Detective Chief Inspector Louisa Glynn said: “Knife crime has risen significantly across the country since 2013, but we have made significant strides here in Bedfordshire to tackle these issues and reverse this trend in recent times and as a result, we saw a decrease in knife-related violence in the latter part of 2020.
“The force has received more than £15 million of government funding over the last three years to tackle serious youth violence, both through enforcement activity as well as funding prevention and diversion projects for young people.
“Boson, our dedicated guns and gangs team, works closely with partner agencies such as the Bedfordshire Violence and Exploitation Reduction Unit (VERU) to identify young people and help them turn their life around.
“The team also carries out regular patrols in locations identified as hotspots for drug dealing and gang activity.
“This work has helped achieve some fantastic results: there was a nine per cent reduction in serious youth violence in Bedfordshire last year, which equates to around 200 fewer victims in high vulnerability communities.
“Plus, there had been no reports of firearms discharges or incidents of serious violence directly attributed to Bedfordshire’s organised crime groups or gangs between August 2020 and January 2021."
Knife crime has also risen across England and Wales in recent years, the ONS said, with a record 50,000 offences recorded by police in the year leading up to the coronavirus crisis.
The ONS said despite improved crime recording methods, increases are likely to reflect a real rise in the number of knife and sharp weapon offences nationally.
Patrick Green, chief executive of the Ben Kinsella Trust, said the latest figures are "frightening".
"Tragically, knife crime has become embedded into our society, affecting generation after generation," he added.
"We are no longer simply dealing with a sudden jump in knife crime, this problem has been growing and getting worse every year.
"The Government needs to change its approach. We are beyond the point where we can arrest our way out of this problem, we must do more to tackle the root causes of knife crime."
The latest data also reveals the number of gun crimes recorded by police forces in England and Wales.

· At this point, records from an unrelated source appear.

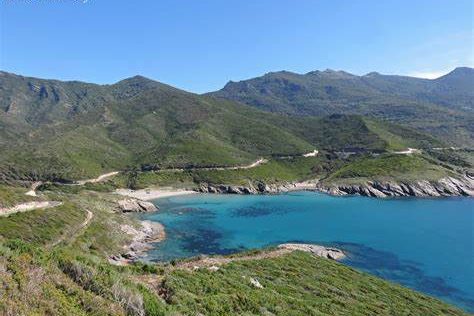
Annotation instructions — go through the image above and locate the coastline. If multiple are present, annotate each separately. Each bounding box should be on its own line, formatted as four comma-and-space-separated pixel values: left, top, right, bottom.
115, 187, 198, 201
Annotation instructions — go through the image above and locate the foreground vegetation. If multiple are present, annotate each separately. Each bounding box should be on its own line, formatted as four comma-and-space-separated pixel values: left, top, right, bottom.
0, 190, 470, 315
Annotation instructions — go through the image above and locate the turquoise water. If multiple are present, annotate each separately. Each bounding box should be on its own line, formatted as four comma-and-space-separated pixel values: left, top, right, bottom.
144, 192, 474, 311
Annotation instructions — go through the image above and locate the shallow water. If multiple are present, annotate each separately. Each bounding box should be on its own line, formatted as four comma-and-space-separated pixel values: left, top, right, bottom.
144, 192, 474, 311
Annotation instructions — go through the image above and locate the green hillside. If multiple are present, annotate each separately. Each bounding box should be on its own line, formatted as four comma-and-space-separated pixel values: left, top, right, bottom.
0, 192, 466, 316
211, 67, 474, 146
0, 72, 441, 181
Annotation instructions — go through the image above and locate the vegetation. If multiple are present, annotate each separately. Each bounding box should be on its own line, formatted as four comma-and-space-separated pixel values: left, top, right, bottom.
164, 252, 466, 315
0, 196, 465, 315
212, 68, 474, 146
0, 184, 38, 208
0, 73, 440, 185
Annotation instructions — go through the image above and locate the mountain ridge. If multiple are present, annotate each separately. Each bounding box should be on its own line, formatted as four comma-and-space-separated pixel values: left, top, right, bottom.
0, 73, 442, 180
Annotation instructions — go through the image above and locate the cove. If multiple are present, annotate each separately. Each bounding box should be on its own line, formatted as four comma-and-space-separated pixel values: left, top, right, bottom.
142, 192, 474, 312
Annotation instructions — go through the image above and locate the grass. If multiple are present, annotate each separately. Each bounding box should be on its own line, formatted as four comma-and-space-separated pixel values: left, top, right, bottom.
0, 189, 465, 315
0, 202, 85, 245
164, 252, 463, 315
112, 154, 341, 188
0, 184, 38, 208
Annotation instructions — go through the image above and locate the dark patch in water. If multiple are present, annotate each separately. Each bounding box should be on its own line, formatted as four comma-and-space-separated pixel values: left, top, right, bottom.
331, 243, 474, 311
231, 203, 291, 217
181, 228, 243, 255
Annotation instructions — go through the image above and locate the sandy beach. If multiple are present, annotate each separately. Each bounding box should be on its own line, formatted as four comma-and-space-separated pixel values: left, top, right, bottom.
115, 187, 197, 201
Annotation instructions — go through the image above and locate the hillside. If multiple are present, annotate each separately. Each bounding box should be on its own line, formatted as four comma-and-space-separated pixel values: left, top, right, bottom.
210, 67, 474, 146
0, 72, 442, 181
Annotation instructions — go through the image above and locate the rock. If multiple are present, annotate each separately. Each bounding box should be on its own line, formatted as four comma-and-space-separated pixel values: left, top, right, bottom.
118, 199, 158, 213
278, 244, 346, 260
317, 175, 474, 198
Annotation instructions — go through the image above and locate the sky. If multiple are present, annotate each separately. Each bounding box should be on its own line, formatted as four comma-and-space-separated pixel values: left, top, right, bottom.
0, 0, 474, 93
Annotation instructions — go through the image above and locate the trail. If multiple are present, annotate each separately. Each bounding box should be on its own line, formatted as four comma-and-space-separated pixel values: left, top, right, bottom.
48, 210, 94, 248
74, 171, 120, 185
155, 158, 268, 172
0, 201, 63, 216
393, 148, 421, 155
25, 181, 43, 196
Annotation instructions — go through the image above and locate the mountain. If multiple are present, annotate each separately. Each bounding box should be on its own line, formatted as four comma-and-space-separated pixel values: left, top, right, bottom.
0, 72, 440, 180
210, 67, 474, 146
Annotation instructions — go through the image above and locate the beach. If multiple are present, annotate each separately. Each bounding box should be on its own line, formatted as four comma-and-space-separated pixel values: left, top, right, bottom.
115, 187, 197, 201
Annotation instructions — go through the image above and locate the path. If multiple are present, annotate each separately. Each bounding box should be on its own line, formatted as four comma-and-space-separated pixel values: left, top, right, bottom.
25, 181, 43, 196
155, 158, 268, 172
393, 148, 421, 155
0, 201, 63, 216
74, 171, 120, 185
48, 210, 94, 248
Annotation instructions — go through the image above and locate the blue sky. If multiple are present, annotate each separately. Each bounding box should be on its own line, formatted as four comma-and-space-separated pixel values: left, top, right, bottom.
0, 0, 474, 92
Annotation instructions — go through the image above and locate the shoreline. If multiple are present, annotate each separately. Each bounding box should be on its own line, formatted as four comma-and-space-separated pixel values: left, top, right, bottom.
114, 187, 198, 201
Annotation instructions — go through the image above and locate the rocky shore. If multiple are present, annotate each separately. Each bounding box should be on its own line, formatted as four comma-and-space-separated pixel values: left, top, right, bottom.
197, 175, 474, 198
318, 176, 474, 198
109, 221, 166, 265
278, 244, 346, 260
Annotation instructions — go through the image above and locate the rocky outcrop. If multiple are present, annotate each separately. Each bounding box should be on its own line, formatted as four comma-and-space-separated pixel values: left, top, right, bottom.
109, 221, 166, 265
197, 175, 474, 198
278, 244, 346, 260
118, 199, 158, 213
318, 175, 474, 198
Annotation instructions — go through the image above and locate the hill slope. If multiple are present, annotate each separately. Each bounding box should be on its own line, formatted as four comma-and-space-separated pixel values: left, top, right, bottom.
211, 67, 474, 146
0, 72, 440, 180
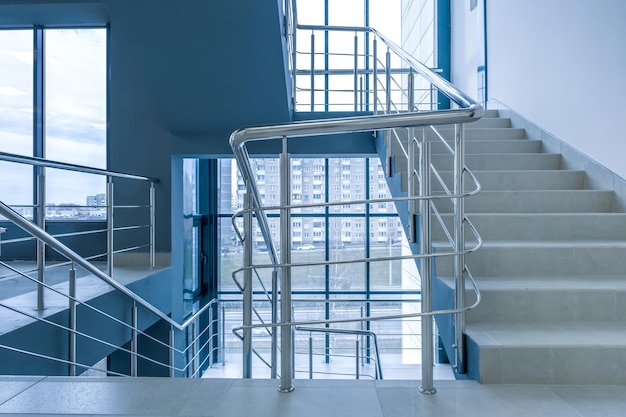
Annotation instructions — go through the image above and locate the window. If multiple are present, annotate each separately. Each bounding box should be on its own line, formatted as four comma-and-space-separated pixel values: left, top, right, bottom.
0, 28, 107, 220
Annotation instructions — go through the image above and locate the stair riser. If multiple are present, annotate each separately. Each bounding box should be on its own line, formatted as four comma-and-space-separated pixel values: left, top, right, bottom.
435, 246, 626, 277
478, 346, 626, 385
433, 214, 626, 242
465, 284, 626, 323
394, 153, 561, 172
401, 171, 584, 192
436, 190, 614, 213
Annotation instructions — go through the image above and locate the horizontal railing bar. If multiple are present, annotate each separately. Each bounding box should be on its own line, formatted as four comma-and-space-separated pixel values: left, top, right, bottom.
0, 152, 159, 183
0, 201, 184, 330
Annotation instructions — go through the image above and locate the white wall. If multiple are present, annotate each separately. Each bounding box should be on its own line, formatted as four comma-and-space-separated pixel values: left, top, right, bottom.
460, 0, 626, 177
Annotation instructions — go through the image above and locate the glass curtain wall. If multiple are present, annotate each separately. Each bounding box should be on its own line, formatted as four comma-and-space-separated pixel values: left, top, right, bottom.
218, 158, 420, 377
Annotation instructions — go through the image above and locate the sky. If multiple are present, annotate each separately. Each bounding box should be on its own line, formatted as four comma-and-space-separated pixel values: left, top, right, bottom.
0, 29, 107, 204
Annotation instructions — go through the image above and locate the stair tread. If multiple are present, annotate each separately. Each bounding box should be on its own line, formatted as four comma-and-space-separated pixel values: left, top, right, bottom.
466, 322, 626, 348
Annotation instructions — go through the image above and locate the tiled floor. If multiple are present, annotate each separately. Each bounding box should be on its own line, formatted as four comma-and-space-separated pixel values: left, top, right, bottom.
0, 377, 626, 417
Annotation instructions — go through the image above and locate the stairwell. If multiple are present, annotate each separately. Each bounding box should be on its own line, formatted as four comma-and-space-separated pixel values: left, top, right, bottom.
392, 110, 626, 384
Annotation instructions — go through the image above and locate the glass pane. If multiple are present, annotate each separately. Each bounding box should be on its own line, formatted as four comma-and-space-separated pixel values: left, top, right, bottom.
0, 30, 33, 156
328, 0, 365, 26
44, 29, 107, 216
0, 30, 33, 211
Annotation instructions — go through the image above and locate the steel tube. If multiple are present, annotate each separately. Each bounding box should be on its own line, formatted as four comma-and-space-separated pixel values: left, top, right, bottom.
356, 337, 361, 379
419, 138, 436, 394
453, 123, 465, 374
169, 325, 176, 378
270, 270, 278, 379
279, 141, 294, 392
311, 32, 315, 112
68, 262, 76, 376
407, 68, 415, 111
372, 38, 378, 115
130, 303, 139, 376
309, 333, 313, 379
220, 306, 226, 365
107, 176, 114, 277
150, 182, 156, 268
37, 171, 46, 311
354, 32, 359, 111
242, 190, 254, 378
208, 308, 217, 368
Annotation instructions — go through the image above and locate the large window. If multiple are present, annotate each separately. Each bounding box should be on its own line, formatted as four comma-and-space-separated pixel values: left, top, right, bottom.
0, 28, 107, 219
218, 158, 420, 368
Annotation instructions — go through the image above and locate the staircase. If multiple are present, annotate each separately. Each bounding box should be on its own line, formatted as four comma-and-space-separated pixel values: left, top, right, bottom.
382, 110, 626, 385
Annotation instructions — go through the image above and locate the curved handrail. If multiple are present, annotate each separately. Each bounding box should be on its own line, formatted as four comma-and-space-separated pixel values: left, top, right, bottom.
0, 152, 159, 183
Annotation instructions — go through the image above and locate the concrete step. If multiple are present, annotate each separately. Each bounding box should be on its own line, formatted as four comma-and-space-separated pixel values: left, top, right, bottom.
391, 139, 542, 157
426, 124, 526, 141
434, 241, 626, 277
400, 170, 585, 192
440, 113, 511, 129
440, 275, 626, 323
436, 190, 615, 213
466, 322, 626, 385
433, 213, 626, 240
426, 153, 561, 172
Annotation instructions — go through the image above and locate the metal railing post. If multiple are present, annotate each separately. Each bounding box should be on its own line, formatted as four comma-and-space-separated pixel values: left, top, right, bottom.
372, 38, 378, 115
169, 325, 176, 378
278, 136, 294, 392
385, 49, 391, 114
354, 32, 359, 111
37, 167, 46, 311
208, 308, 217, 368
107, 176, 113, 277
407, 133, 419, 243
189, 321, 196, 376
454, 123, 465, 374
419, 136, 437, 394
406, 68, 415, 111
311, 32, 315, 112
385, 49, 393, 177
242, 190, 254, 378
150, 182, 156, 268
270, 269, 278, 379
130, 302, 139, 376
68, 262, 76, 376
356, 336, 361, 379
220, 306, 226, 365
309, 333, 313, 379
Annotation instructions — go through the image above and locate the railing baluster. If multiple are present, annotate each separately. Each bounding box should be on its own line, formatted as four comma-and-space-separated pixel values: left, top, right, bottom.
130, 302, 139, 376
279, 136, 294, 392
419, 136, 436, 394
106, 176, 114, 277
37, 167, 46, 311
242, 187, 254, 378
68, 262, 76, 376
454, 123, 465, 374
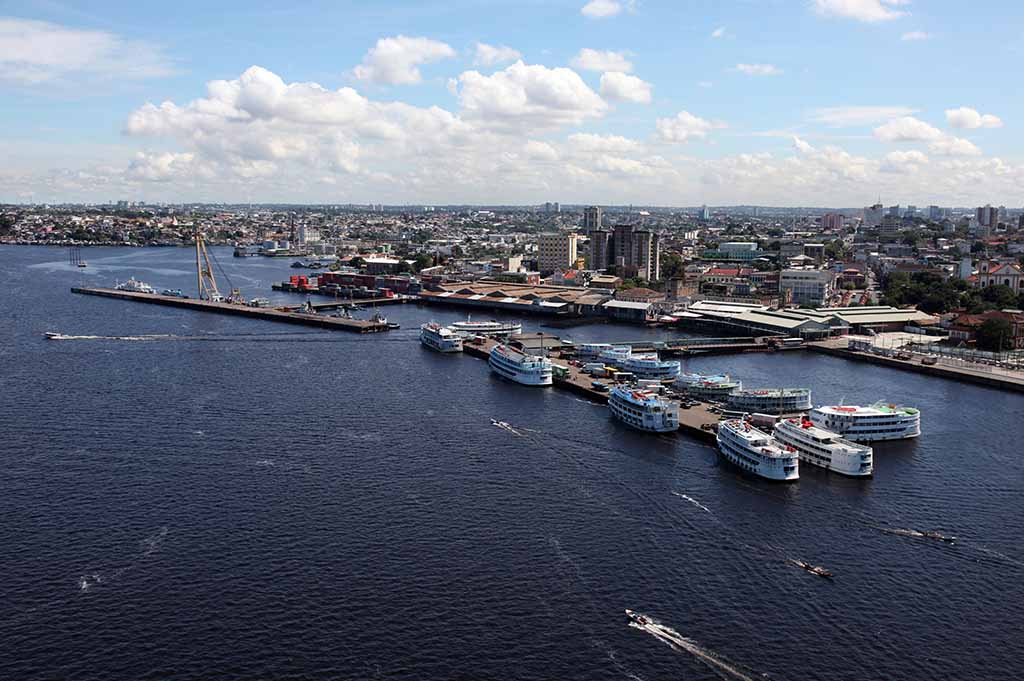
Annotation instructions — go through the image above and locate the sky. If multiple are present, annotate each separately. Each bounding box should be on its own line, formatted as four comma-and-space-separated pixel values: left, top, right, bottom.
0, 0, 1024, 207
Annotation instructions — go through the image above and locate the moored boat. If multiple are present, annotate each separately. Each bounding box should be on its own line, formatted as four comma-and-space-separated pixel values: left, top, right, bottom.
726, 388, 811, 414
420, 322, 462, 352
772, 419, 873, 477
608, 385, 679, 433
487, 344, 552, 385
717, 419, 800, 481
809, 401, 921, 442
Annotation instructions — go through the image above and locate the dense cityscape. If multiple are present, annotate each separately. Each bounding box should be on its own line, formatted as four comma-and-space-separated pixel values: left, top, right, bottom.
0, 195, 1024, 351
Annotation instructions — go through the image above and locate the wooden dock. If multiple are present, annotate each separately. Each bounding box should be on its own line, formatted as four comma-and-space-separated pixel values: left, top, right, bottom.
463, 339, 719, 443
71, 287, 388, 334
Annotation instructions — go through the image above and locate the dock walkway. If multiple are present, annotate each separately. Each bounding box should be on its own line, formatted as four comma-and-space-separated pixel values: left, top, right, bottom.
463, 339, 718, 443
71, 287, 388, 334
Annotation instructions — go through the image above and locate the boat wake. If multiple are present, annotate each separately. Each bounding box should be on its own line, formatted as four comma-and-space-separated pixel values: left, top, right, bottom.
879, 527, 956, 544
672, 491, 711, 513
490, 419, 523, 437
629, 618, 771, 681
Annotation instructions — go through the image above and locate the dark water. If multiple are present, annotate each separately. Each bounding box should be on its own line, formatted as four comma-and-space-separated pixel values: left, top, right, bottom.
0, 248, 1024, 680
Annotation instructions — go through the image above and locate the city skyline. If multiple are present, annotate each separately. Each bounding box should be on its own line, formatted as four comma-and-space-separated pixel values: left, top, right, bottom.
0, 0, 1024, 208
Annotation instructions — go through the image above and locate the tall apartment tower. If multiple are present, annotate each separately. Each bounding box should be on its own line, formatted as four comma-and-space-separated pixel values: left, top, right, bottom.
537, 231, 579, 272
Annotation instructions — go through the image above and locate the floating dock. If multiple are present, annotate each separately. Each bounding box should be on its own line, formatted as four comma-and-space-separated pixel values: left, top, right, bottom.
463, 338, 719, 443
71, 287, 388, 334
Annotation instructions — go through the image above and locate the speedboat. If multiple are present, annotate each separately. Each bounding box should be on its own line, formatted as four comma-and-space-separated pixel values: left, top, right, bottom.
626, 608, 653, 627
790, 560, 833, 580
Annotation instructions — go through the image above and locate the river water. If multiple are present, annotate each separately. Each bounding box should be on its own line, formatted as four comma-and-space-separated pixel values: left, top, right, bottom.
0, 247, 1024, 681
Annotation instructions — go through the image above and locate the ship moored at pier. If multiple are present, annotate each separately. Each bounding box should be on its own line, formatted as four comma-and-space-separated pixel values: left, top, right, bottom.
717, 419, 800, 481
772, 419, 873, 477
608, 385, 679, 433
726, 388, 811, 414
487, 344, 552, 385
809, 401, 921, 442
420, 322, 462, 352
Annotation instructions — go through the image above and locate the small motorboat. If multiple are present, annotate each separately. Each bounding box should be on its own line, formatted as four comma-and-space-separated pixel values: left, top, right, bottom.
790, 560, 834, 580
626, 608, 653, 627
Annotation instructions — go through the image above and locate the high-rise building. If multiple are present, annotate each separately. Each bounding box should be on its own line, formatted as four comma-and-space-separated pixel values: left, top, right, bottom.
587, 228, 611, 269
537, 231, 579, 272
975, 204, 999, 230
610, 224, 662, 281
821, 213, 843, 231
864, 204, 885, 227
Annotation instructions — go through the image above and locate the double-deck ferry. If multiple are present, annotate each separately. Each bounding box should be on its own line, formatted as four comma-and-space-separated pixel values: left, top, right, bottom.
597, 345, 680, 381
487, 345, 552, 385
452, 316, 522, 337
726, 388, 811, 414
420, 322, 462, 352
772, 419, 873, 477
608, 385, 679, 433
810, 401, 921, 442
718, 419, 800, 480
681, 375, 743, 401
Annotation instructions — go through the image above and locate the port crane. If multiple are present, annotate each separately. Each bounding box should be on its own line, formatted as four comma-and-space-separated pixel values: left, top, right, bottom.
195, 225, 243, 303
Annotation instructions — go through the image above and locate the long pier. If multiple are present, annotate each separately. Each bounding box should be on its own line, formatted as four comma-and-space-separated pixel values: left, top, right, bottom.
805, 339, 1024, 392
463, 338, 718, 442
71, 287, 388, 334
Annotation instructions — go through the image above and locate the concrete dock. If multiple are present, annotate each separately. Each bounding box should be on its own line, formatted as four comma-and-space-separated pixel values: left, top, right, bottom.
463, 339, 719, 443
71, 287, 388, 334
805, 338, 1024, 392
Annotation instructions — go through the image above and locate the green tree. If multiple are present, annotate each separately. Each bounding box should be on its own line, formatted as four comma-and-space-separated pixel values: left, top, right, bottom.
978, 317, 1014, 352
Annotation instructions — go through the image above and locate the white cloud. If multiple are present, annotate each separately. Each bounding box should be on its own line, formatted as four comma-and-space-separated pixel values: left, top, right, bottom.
793, 135, 816, 154
928, 136, 981, 156
0, 17, 174, 85
601, 71, 651, 104
473, 43, 522, 67
570, 47, 633, 74
654, 111, 726, 143
580, 0, 623, 18
880, 151, 928, 175
809, 107, 918, 128
354, 36, 455, 85
874, 116, 943, 142
568, 132, 641, 154
811, 0, 908, 24
459, 61, 607, 128
946, 107, 1002, 130
732, 63, 782, 76
523, 139, 558, 161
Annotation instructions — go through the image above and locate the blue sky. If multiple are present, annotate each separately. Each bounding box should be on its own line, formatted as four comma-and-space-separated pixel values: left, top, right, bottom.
0, 0, 1024, 206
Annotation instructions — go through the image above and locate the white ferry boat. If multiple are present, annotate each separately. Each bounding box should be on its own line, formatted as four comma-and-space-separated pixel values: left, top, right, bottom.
772, 419, 873, 477
420, 322, 462, 352
608, 385, 679, 433
452, 316, 522, 337
575, 343, 611, 359
718, 419, 800, 480
114, 276, 157, 293
597, 345, 680, 381
726, 388, 811, 414
487, 345, 551, 385
683, 376, 743, 401
810, 401, 921, 442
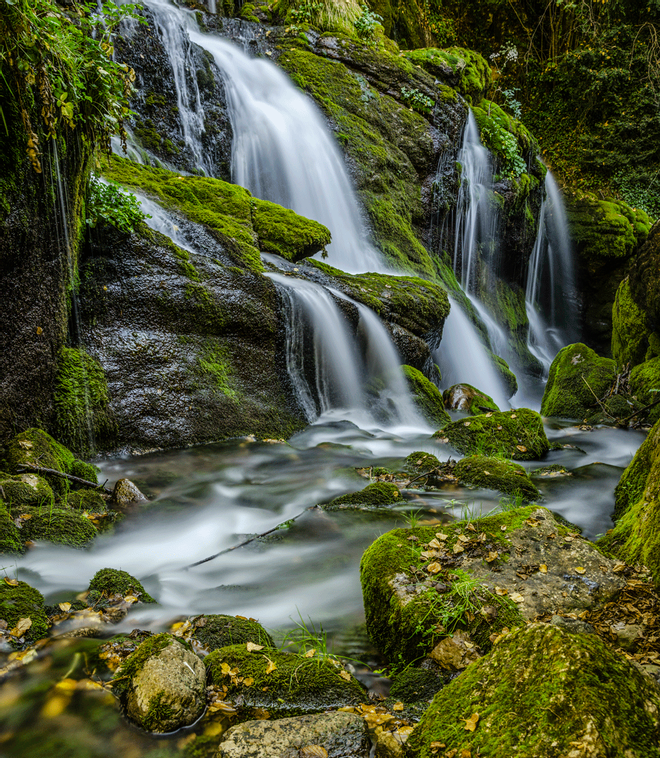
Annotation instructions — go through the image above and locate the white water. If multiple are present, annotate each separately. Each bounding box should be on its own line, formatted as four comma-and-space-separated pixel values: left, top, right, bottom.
189, 30, 389, 273
525, 171, 577, 372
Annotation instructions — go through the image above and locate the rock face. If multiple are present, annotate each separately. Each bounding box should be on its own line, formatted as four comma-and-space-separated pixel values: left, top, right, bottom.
360, 506, 625, 664
113, 634, 206, 732
406, 624, 660, 758
216, 713, 371, 758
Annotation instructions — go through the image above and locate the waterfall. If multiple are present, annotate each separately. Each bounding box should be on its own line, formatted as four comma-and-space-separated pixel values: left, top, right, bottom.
454, 111, 497, 294
525, 171, 577, 372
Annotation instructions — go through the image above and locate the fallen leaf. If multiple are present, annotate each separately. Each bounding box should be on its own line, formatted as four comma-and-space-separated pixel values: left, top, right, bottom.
463, 713, 479, 732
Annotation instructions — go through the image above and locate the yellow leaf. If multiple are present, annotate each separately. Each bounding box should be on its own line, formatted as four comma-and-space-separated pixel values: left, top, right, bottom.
463, 713, 479, 732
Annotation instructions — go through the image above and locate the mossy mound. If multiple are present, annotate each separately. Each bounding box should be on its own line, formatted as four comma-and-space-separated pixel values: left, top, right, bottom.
21, 508, 98, 547
405, 47, 492, 103
0, 580, 48, 647
323, 482, 401, 511
453, 455, 541, 502
612, 277, 650, 366
433, 408, 550, 461
104, 156, 330, 272
0, 474, 55, 508
403, 366, 451, 427
192, 614, 275, 651
5, 428, 97, 495
87, 569, 156, 605
406, 624, 660, 758
541, 342, 616, 420
204, 645, 364, 717
442, 384, 499, 416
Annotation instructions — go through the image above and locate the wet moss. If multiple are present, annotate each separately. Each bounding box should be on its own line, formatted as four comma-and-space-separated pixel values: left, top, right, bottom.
0, 581, 48, 647
204, 645, 364, 717
433, 408, 550, 461
406, 624, 660, 758
87, 569, 156, 605
193, 614, 275, 651
453, 455, 541, 502
541, 342, 616, 420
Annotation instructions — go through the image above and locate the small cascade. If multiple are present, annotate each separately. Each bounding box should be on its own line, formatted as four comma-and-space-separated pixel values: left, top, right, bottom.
525, 171, 577, 372
454, 111, 497, 294
187, 33, 388, 273
434, 298, 509, 409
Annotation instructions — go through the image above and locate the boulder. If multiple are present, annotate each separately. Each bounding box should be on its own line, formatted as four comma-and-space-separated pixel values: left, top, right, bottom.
216, 713, 371, 758
406, 624, 660, 758
111, 634, 206, 733
433, 408, 550, 461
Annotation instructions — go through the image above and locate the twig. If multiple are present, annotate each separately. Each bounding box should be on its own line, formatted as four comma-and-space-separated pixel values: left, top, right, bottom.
184, 505, 318, 571
18, 463, 112, 495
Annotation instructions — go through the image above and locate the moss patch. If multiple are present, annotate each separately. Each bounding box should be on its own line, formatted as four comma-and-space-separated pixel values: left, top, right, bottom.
541, 342, 616, 420
433, 408, 550, 461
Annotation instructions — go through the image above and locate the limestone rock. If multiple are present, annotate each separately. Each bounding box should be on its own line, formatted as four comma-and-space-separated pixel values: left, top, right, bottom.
216, 712, 370, 758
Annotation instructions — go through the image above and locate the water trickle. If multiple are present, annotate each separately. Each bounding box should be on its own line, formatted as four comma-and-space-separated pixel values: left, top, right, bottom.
525, 171, 578, 372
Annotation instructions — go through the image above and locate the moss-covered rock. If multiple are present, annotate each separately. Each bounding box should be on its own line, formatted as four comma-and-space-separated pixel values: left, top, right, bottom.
541, 342, 616, 420
433, 408, 550, 461
406, 624, 660, 758
112, 634, 206, 732
323, 482, 402, 511
192, 614, 275, 651
204, 645, 364, 717
403, 366, 451, 427
0, 474, 55, 508
0, 580, 48, 647
21, 508, 97, 547
442, 384, 499, 416
453, 455, 541, 502
87, 569, 156, 606
612, 277, 650, 366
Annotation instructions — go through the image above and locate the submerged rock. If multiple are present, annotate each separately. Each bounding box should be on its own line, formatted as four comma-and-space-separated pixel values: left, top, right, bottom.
217, 713, 371, 758
433, 408, 550, 461
406, 624, 660, 758
112, 634, 206, 732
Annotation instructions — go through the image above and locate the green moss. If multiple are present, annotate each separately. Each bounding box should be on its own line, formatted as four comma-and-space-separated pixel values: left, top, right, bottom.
204, 645, 364, 717
0, 581, 48, 647
541, 342, 616, 420
53, 347, 117, 455
433, 408, 550, 461
323, 482, 401, 510
454, 455, 541, 502
0, 474, 54, 508
403, 366, 451, 427
193, 614, 275, 651
406, 624, 660, 758
87, 569, 156, 605
612, 277, 651, 366
21, 508, 97, 547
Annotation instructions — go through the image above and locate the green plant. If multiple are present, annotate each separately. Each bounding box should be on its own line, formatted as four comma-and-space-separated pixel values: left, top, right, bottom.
86, 176, 151, 234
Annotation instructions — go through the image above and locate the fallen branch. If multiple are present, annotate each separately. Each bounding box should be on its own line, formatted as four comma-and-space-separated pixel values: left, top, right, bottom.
18, 463, 112, 495
184, 505, 318, 571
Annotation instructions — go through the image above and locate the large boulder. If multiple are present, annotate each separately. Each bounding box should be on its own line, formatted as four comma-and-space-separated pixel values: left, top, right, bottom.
541, 342, 616, 420
433, 408, 550, 461
406, 624, 660, 758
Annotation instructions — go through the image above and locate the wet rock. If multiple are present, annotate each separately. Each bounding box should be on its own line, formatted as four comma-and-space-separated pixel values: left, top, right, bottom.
433, 408, 550, 461
406, 624, 660, 758
204, 643, 364, 718
217, 713, 371, 758
112, 634, 206, 732
442, 384, 499, 416
112, 479, 149, 506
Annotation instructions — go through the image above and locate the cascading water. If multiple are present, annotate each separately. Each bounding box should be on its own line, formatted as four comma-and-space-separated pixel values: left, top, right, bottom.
525, 171, 577, 372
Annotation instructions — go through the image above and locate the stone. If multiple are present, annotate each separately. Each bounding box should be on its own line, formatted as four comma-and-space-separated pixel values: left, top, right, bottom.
216, 712, 371, 758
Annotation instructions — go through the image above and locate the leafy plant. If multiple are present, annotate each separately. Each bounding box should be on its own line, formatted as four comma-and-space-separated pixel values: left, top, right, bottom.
86, 176, 151, 234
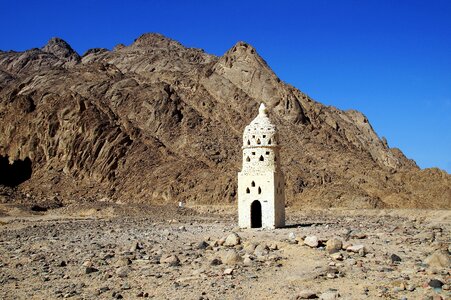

Bedfordshire Police recorded 106 offences involving a gun in 2019-20, one more than the 105 recorded a year earlier.
The figures include offences where a firearm has been fired, used as a blunt instrument or as a threat, but exclude any involving air weapons.
A Home Office spokesperson said: “Too many young lives are being needlessly lost. We are working closely with the police and others to stop this senseless bloodshed, particularly as Covid restrictions are eased over coming months.
"We are making sure the police have the resources and support they need, including bolstering their ranks with 20,000 new officers."